Reputedly the most expensive TV show in history, with the rights alone costing $250 million, The Lord of the Rings: The Rings of Power features a talented cast, breathtaking production values, sweeping cinematography, a stirring score… and not much else. The show’s main flaw, at least based on its pilot episode “A Shadow of the Past,” is that it assumes we, as an audience, already give a damn about this stuff.
To be fair, that’s a pretty reasonable assumption. After all, fantasy— particularly high fantasy— is immensely popular all over the world, and J.R.R. Tolkien practically invented the genre with his literary trilogy “The Lord of the Rings”— I myself have been a fan of those books since I was 12 years old! And it’s not just book-lovers, either, who care about this genre. Who knows how many new fans all over the world were converted by Peter Jackson’s immensely popular films based on the Tolkien trilogy? (Yes, I am pretending that Jackson’s three execrable and completely unnecessary HOBBIT movies don’t exist— and you should, too.)
But the creators of The Lord of the Rings: The Rings of Power seem to have forgotten that for every Tolkien fan that exists, there must be thousands, perhaps millions of non-fans; regular people who have never heard of hobbits or Sauron or Middle Earth. Why not write a story for them?
Regrettably, even diehard Tolkien enthusiasts, myself included, would be hard-pressed to find this small-screen fantasy adaptation engaging on any level. The fact that the series is based not on Tolkien’s novels but on the appendices of his novels— yes, footnotes and such— is not necessarily a bad thing; after all, he was such a genius he created not just stories but whole universes; sprawling worlds with their own races and cultures and even fully-formed languages. Why wouldn’t his appendices be a treasure trove of storytelling?
If they are, it’s sadly not in evidence here.
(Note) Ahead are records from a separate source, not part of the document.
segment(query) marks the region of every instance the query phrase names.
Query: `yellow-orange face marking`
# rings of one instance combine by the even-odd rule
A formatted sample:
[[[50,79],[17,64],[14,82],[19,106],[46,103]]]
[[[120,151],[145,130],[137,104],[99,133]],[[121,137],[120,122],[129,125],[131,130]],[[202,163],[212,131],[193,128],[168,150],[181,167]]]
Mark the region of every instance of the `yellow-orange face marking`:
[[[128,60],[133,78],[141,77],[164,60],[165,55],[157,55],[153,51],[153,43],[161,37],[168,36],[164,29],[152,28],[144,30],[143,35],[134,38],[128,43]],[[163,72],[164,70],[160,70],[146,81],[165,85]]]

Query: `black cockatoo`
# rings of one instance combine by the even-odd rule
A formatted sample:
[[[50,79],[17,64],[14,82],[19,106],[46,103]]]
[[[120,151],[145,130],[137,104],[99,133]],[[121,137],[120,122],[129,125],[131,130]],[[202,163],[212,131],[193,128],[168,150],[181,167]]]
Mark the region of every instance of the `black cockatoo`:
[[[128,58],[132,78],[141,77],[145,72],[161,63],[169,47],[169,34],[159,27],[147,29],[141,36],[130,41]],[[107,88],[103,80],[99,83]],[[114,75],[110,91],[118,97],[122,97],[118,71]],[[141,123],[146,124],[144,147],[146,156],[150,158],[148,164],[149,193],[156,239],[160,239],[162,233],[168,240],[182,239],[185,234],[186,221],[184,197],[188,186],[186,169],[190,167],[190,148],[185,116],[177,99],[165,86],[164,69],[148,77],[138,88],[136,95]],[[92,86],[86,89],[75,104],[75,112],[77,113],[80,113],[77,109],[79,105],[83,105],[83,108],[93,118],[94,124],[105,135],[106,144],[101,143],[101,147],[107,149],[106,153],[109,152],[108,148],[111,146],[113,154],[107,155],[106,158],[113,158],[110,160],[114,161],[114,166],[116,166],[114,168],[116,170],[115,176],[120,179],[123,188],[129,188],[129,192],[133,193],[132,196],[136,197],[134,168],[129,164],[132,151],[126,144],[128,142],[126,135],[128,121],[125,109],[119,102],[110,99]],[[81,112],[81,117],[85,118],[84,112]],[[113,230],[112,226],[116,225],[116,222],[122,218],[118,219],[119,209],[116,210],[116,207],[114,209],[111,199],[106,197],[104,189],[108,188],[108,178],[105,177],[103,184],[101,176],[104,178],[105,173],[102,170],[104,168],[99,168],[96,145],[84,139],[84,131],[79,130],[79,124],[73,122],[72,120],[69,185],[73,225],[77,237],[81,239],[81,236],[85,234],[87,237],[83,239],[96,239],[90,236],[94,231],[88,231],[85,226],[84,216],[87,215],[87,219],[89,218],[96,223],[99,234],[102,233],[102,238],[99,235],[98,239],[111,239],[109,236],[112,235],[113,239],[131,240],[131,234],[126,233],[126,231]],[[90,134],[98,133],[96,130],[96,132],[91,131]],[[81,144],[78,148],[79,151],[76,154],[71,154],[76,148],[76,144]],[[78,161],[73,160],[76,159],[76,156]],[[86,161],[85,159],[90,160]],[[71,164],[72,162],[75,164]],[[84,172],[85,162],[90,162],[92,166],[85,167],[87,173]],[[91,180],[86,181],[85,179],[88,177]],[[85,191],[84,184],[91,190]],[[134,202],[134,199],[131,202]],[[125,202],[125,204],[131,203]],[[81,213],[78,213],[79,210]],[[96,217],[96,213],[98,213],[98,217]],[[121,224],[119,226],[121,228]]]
The Lord of the Rings: The Rings of Power begins with a promising prologue featuring a young elf Galadriel (SAINT MAUD’s Morfydd Clark playing Cate Blanchett’s role from the films) learning some life lessons from her brother… and just gets less and less interesting as it goes on. There is a time jump to an extended battle scene (featuring that laziest of cinematic devices, the voiceover narration) followed by a tedious sequence that begins on a snowy CGI cliff face and ends in an action scene so poorly lit that you wonder why they bothered to film it at all. Two other storylines are subsequently introduced: one about a bunch of hobbits (of the Harfoot variety, apparently) and another about an elf and the human he is apparently in love with. (I say, “apparently,” because nothing in the script shows them having any kind of chemistry.)
Sadly, each of these stories is more boring than the last. And although the CG looks great, although the costumes look amazing; although the cinematography is epic, the show is really nothing spectacular. The music, for its part, tries its damnedest to convince you that what you’re watching is exciting or terrifying, or romantic, but there just isn’t enough on offer here for me to care. Why? Because the writers didn’t spend enough time developing the characters; and if they don’t care about them, why the hell should I? By the end of the episode, which features a WTF moment that frankly belongs in another show, I had checked out completely.
Let’s hope that there is enough money in the $1 billion budget for them to hire better writers for successive episodes… none of which, it pains me to say, I will be watching.